I Never Promised You a Rose Garden
- Author: Joanne Greenberg
- Language: English
- Genre: Autobiographical novel
- Publisher: Holt, Rinehart & Winston
- Publication date: April 16, 1964
- Publication place: United States
- Pages: 291
- ISBN: 0-03-043725-3
- OCLC: 239462

= I Never Promised You a Rose Garden (novel) =

1964 novel by Joanne Greenberg

I Never Promised You a Rose Garden (1964) is a semi-autobiographical novel by Joanne Greenberg, written under the pen name of Hannah Green. It served as the basis for a film in 1977 and a play in 2004.

==Plot summary==
I Never Promised You a Rose Garden is a semi-autobiographical account of a teenage girl's three-year battle with schizophrenia. Deborah Blau, bright and artistically talented, has created a make-believe world, the Kingdom of Yr, as a form of defense from a confusing, frightening reality. When Deborah was five, she underwent surgery to remove a tumor in her urethra, a traumatic experience that involved a great deal of physical pain and shame. During her childhood, Deborah suffered frequent abuse from her anti-Semitic peers and neighbors. When Deborah first created Yr, it was a beautiful, comforting haven, but over time the gods of Yr became tyrannical dictators who controlled Deborah's every word and action.

The novel presents the issue of mental illness from multiple viewpoints. Deborah's three years in the hospital portray mental illness as it is experienced by the patient. Deborah's parents, Esther and Jacob, are torn between their love for their daughter and their shame at the stigma of her illness. Nevertheless, they find the courage to allow Deborah to continue treatment even when there are few signs of recovery for a long while. Deborah struggles with guilt and resentment at her parents' disappointment in her, while her younger sister Suzy copes with her frustration at having to arrange her life around Deborah's illness.

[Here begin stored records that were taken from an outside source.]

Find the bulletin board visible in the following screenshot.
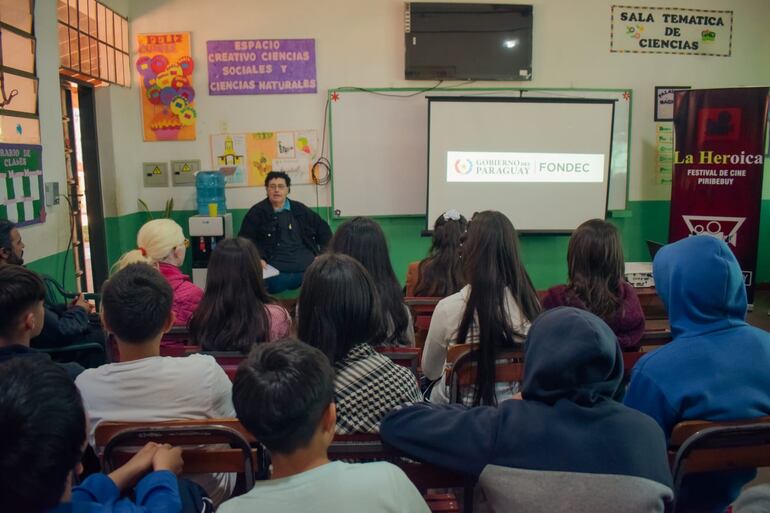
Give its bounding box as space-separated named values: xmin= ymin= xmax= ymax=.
xmin=0 ymin=144 xmax=45 ymax=226
xmin=329 ymin=87 xmax=631 ymax=218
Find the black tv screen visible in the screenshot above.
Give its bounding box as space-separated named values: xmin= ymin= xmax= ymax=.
xmin=404 ymin=2 xmax=532 ymax=80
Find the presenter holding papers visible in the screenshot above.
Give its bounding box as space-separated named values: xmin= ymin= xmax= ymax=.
xmin=238 ymin=171 xmax=332 ymax=294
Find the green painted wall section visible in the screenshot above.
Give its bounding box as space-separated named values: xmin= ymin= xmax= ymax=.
xmin=30 ymin=200 xmax=770 ymax=289
xmin=26 ymin=251 xmax=75 ymax=291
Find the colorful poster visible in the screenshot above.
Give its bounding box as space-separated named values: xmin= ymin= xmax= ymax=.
xmin=610 ymin=5 xmax=733 ymax=57
xmin=136 ymin=32 xmax=197 ymax=141
xmin=206 ymin=39 xmax=317 ymax=95
xmin=669 ymin=87 xmax=770 ymax=302
xmin=211 ymin=130 xmax=318 ymax=187
xmin=0 ymin=144 xmax=46 ymax=226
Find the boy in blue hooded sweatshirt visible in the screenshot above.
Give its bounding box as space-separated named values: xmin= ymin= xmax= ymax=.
xmin=0 ymin=358 xmax=183 ymax=513
xmin=380 ymin=307 xmax=672 ymax=513
xmin=625 ymin=236 xmax=770 ymax=512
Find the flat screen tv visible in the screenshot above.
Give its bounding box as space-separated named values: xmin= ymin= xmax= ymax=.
xmin=404 ymin=2 xmax=532 ymax=80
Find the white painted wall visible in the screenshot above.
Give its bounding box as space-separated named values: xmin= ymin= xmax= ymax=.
xmin=21 ymin=0 xmax=69 ymax=262
xmin=25 ymin=0 xmax=770 ymax=256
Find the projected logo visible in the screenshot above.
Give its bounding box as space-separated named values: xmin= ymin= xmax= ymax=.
xmin=455 ymin=159 xmax=473 ymax=175
xmin=682 ymin=216 xmax=746 ymax=247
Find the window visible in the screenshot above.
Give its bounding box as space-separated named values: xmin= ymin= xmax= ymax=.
xmin=0 ymin=0 xmax=40 ymax=143
xmin=57 ymin=0 xmax=131 ymax=87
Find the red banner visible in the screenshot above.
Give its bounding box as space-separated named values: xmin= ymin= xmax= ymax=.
xmin=668 ymin=87 xmax=769 ymax=303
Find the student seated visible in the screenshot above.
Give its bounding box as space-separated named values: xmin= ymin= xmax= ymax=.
xmin=0 ymin=265 xmax=83 ymax=380
xmin=190 ymin=237 xmax=291 ymax=354
xmin=218 ymin=340 xmax=429 ymax=513
xmin=380 ymin=308 xmax=672 ymax=513
xmin=297 ymin=253 xmax=421 ymax=433
xmin=75 ymin=264 xmax=235 ymax=504
xmin=0 ymin=219 xmax=104 ymax=367
xmin=0 ymin=358 xmax=183 ymax=513
xmin=543 ymin=219 xmax=644 ymax=350
xmin=406 ymin=209 xmax=468 ymax=297
xmin=422 ymin=210 xmax=540 ymax=405
xmin=115 ymin=219 xmax=203 ymax=326
xmin=625 ymin=236 xmax=770 ymax=513
xmin=329 ymin=217 xmax=414 ymax=347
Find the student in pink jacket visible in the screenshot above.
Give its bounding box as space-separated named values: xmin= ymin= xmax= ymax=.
xmin=115 ymin=219 xmax=203 ymax=326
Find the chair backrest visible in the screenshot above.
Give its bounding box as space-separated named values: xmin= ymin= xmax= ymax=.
xmin=404 ymin=297 xmax=444 ymax=348
xmin=374 ymin=346 xmax=422 ymax=378
xmin=328 ymin=433 xmax=475 ymax=511
xmin=161 ymin=326 xmax=193 ymax=346
xmin=202 ymin=351 xmax=248 ymax=381
xmin=445 ymin=344 xmax=524 ymax=403
xmin=669 ymin=417 xmax=770 ymax=511
xmin=95 ymin=419 xmax=265 ymax=490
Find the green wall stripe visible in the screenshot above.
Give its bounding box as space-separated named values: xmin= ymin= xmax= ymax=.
xmin=91 ymin=200 xmax=770 ymax=289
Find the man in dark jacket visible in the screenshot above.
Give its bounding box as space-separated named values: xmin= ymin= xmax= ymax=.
xmin=0 ymin=265 xmax=83 ymax=381
xmin=0 ymin=220 xmax=105 ymax=367
xmin=238 ymin=171 xmax=332 ymax=294
xmin=380 ymin=307 xmax=672 ymax=513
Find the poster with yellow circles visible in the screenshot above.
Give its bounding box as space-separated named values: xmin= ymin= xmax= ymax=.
xmin=136 ymin=32 xmax=197 ymax=141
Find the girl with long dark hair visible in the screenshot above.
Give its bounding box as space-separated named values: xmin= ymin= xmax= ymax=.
xmin=406 ymin=210 xmax=468 ymax=297
xmin=543 ymin=219 xmax=644 ymax=350
xmin=329 ymin=217 xmax=414 ymax=346
xmin=297 ymin=253 xmax=421 ymax=433
xmin=190 ymin=237 xmax=291 ymax=354
xmin=422 ymin=211 xmax=540 ymax=405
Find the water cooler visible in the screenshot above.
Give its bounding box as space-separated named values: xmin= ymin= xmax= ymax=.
xmin=189 ymin=214 xmax=233 ymax=288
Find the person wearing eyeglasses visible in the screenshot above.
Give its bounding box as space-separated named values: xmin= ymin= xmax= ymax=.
xmin=238 ymin=171 xmax=332 ymax=294
xmin=113 ymin=219 xmax=203 ymax=326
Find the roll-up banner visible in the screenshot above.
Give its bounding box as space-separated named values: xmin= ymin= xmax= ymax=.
xmin=668 ymin=87 xmax=770 ymax=303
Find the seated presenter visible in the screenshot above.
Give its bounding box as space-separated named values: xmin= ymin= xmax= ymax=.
xmin=238 ymin=171 xmax=332 ymax=294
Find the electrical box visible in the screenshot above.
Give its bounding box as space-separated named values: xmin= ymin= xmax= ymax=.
xmin=142 ymin=162 xmax=168 ymax=187
xmin=45 ymin=182 xmax=59 ymax=207
xmin=171 ymin=160 xmax=201 ymax=187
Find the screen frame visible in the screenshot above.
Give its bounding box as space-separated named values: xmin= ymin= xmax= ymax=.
xmin=424 ymin=92 xmax=617 ymax=235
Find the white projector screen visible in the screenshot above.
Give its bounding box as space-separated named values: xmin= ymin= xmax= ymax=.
xmin=427 ymin=97 xmax=614 ymax=232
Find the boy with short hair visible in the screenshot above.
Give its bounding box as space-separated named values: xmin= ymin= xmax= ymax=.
xmin=0 ymin=358 xmax=182 ymax=513
xmin=218 ymin=340 xmax=429 ymax=513
xmin=75 ymin=264 xmax=236 ymax=504
xmin=0 ymin=265 xmax=83 ymax=380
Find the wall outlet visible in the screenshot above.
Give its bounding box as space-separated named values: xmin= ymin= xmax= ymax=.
xmin=142 ymin=162 xmax=168 ymax=187
xmin=45 ymin=182 xmax=61 ymax=207
xmin=171 ymin=160 xmax=201 ymax=187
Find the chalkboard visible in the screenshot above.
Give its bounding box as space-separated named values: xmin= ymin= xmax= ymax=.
xmin=329 ymin=87 xmax=631 ymax=217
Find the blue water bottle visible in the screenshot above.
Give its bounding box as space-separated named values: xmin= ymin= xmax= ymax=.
xmin=195 ymin=171 xmax=227 ymax=216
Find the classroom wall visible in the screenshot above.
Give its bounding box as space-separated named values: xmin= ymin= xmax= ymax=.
xmin=21 ymin=0 xmax=69 ymax=276
xmin=24 ymin=0 xmax=770 ymax=287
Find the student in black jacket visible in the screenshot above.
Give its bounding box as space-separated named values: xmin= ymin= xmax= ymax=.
xmin=0 ymin=219 xmax=105 ymax=367
xmin=238 ymin=171 xmax=332 ymax=294
xmin=380 ymin=307 xmax=672 ymax=513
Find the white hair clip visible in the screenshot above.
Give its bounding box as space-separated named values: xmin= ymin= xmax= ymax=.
xmin=444 ymin=208 xmax=462 ymax=221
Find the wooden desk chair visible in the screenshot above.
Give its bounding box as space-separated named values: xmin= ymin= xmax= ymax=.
xmin=329 ymin=433 xmax=468 ymax=513
xmin=669 ymin=417 xmax=770 ymax=511
xmin=95 ymin=419 xmax=267 ymax=491
xmin=374 ymin=346 xmax=422 ymax=378
xmin=445 ymin=344 xmax=524 ymax=403
xmin=404 ymin=297 xmax=444 ymax=348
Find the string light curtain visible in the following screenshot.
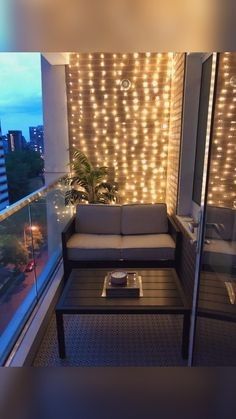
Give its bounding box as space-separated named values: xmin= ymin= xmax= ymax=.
xmin=66 ymin=53 xmax=177 ymax=203
xmin=208 ymin=52 xmax=236 ymax=208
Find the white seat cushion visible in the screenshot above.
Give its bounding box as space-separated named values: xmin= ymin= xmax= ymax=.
xmin=121 ymin=204 xmax=168 ymax=236
xmin=67 ymin=233 xmax=121 ymax=261
xmin=75 ymin=204 xmax=121 ymax=235
xmin=121 ymin=234 xmax=175 ymax=261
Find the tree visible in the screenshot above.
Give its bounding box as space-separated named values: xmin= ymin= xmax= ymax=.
xmin=6 ymin=150 xmax=44 ymax=203
xmin=66 ymin=150 xmax=118 ymax=205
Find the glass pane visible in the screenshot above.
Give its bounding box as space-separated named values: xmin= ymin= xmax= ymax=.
xmin=194 ymin=53 xmax=236 ymax=366
xmin=0 ymin=207 xmax=37 ymax=361
xmin=30 ymin=177 xmax=71 ymax=294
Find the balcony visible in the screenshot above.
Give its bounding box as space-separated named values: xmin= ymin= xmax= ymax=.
xmin=0 ymin=177 xmax=71 ymax=364
xmin=0 ymin=52 xmax=236 ymax=366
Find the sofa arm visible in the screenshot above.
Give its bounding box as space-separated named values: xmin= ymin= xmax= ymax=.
xmin=167 ymin=215 xmax=180 ymax=244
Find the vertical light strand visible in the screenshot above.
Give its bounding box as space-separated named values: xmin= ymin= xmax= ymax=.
xmin=67 ymin=52 xmax=177 ymax=202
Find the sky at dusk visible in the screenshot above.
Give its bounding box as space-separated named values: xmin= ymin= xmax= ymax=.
xmin=0 ymin=53 xmax=43 ymax=140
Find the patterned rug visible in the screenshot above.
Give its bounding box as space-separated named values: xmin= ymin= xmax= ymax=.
xmin=33 ymin=315 xmax=186 ymax=367
xmin=33 ymin=315 xmax=236 ymax=367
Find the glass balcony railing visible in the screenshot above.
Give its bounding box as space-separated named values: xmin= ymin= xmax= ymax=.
xmin=0 ymin=177 xmax=72 ymax=364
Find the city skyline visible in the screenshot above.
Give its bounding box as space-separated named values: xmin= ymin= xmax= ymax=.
xmin=0 ymin=53 xmax=43 ymax=141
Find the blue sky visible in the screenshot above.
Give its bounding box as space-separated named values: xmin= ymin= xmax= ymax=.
xmin=0 ymin=53 xmax=43 ymax=140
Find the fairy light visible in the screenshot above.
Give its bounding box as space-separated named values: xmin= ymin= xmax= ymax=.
xmin=68 ymin=52 xmax=173 ymax=202
xmin=209 ymin=53 xmax=236 ymax=208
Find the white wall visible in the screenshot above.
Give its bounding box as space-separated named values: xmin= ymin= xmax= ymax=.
xmin=41 ymin=56 xmax=69 ymax=181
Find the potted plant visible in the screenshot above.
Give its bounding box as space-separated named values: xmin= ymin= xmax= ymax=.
xmin=65 ymin=150 xmax=118 ymax=205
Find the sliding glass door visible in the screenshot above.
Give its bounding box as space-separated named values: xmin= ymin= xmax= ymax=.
xmin=189 ymin=53 xmax=236 ymax=366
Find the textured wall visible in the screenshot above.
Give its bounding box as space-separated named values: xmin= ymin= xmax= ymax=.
xmin=66 ymin=53 xmax=184 ymax=207
xmin=208 ymin=52 xmax=236 ymax=208
xmin=166 ymin=53 xmax=185 ymax=214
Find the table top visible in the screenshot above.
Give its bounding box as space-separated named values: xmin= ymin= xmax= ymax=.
xmin=56 ymin=268 xmax=189 ymax=314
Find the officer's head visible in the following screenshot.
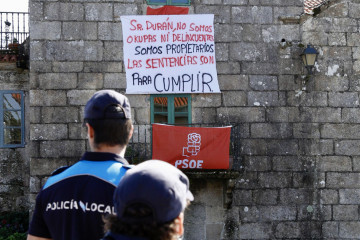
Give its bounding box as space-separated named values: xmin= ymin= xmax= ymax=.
xmin=84 ymin=90 xmax=133 ymax=147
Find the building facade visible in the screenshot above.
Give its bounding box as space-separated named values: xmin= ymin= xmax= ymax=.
xmin=0 ymin=0 xmax=360 ymax=240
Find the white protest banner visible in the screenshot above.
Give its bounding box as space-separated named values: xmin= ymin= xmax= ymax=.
xmin=121 ymin=14 xmax=220 ymax=94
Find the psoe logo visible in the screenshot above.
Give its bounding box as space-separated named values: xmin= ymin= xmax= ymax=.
xmin=183 ymin=133 xmax=201 ymax=157
xmin=175 ymin=133 xmax=204 ymax=168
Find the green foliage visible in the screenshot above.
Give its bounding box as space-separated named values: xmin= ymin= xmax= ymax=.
xmin=0 ymin=212 xmax=29 ymax=240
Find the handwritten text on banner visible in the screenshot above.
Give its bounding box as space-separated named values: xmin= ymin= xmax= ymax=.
xmin=121 ymin=14 xmax=220 ymax=94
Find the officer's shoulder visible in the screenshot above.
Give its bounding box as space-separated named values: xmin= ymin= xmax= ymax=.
xmin=51 ymin=166 xmax=70 ymax=176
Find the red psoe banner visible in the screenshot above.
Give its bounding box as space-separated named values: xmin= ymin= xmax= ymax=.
xmin=152 ymin=124 xmax=231 ymax=169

Deborah's therapist, Dr. Fried, slowly wins her trust and, over the course of three years, helps Deborah gain the courage to fight her illness. Her goal is to give Deborah the ability to choose the reality of Earth, despite all its faults and problems, over the phantoms of Yr. Meanwhile, Deborah develops friendships of a kind with the other patients in the hospital despite their fear of emotional investment in other people. Although she fears the reality of Earth, Deborah eventually earns a GED and resolves to win her struggle against her illness.

==Inspiration==
The character of Dr. Fried is based closely on Greenberg's real doctor Frieda Fromm-Reichmann, and the hospital on Chestnut Lodge in Rockville, Maryland. While at Chestnut Lodge, Greenberg described a fantasy world called Iria to her doctors, quoting poetry in the Irian language. However, some of Greenberg's doctors felt that this was not a true delusion but rather something Greenberg had made up on the spot to impress her psychiatrist. One doctor went so far as to state that Irian was not an actual language, but was a form of bastardized Armenian. However, according to Gerald Schoenewolf, Irian was a conlang invented by Greenberg at an early age to prevent her father from reading her poetry, and had its own writing system resembling Chinese characters. Fromm-Reichmann wrote glowing reports focusing on Greenberg's genius and creativity, which she saw as signs of Greenberg's innate health, indicating that she had every chance of recovering from her mental illness.

Similar to what occurred in the novel, Greenberg was diagnosed with schizophrenia. At that time though, undifferentiated schizophrenia was often a vague diagnosis given to a patient or to medical records department for essentially non-medical reasons, which could have covered any number of mental illnesses from anxiety to depression.

Two psychiatrists who examined the book's description of protagonist Deborah Blau say that she was not schizophrenic, but rather suffered from extreme depression and somatization disorder.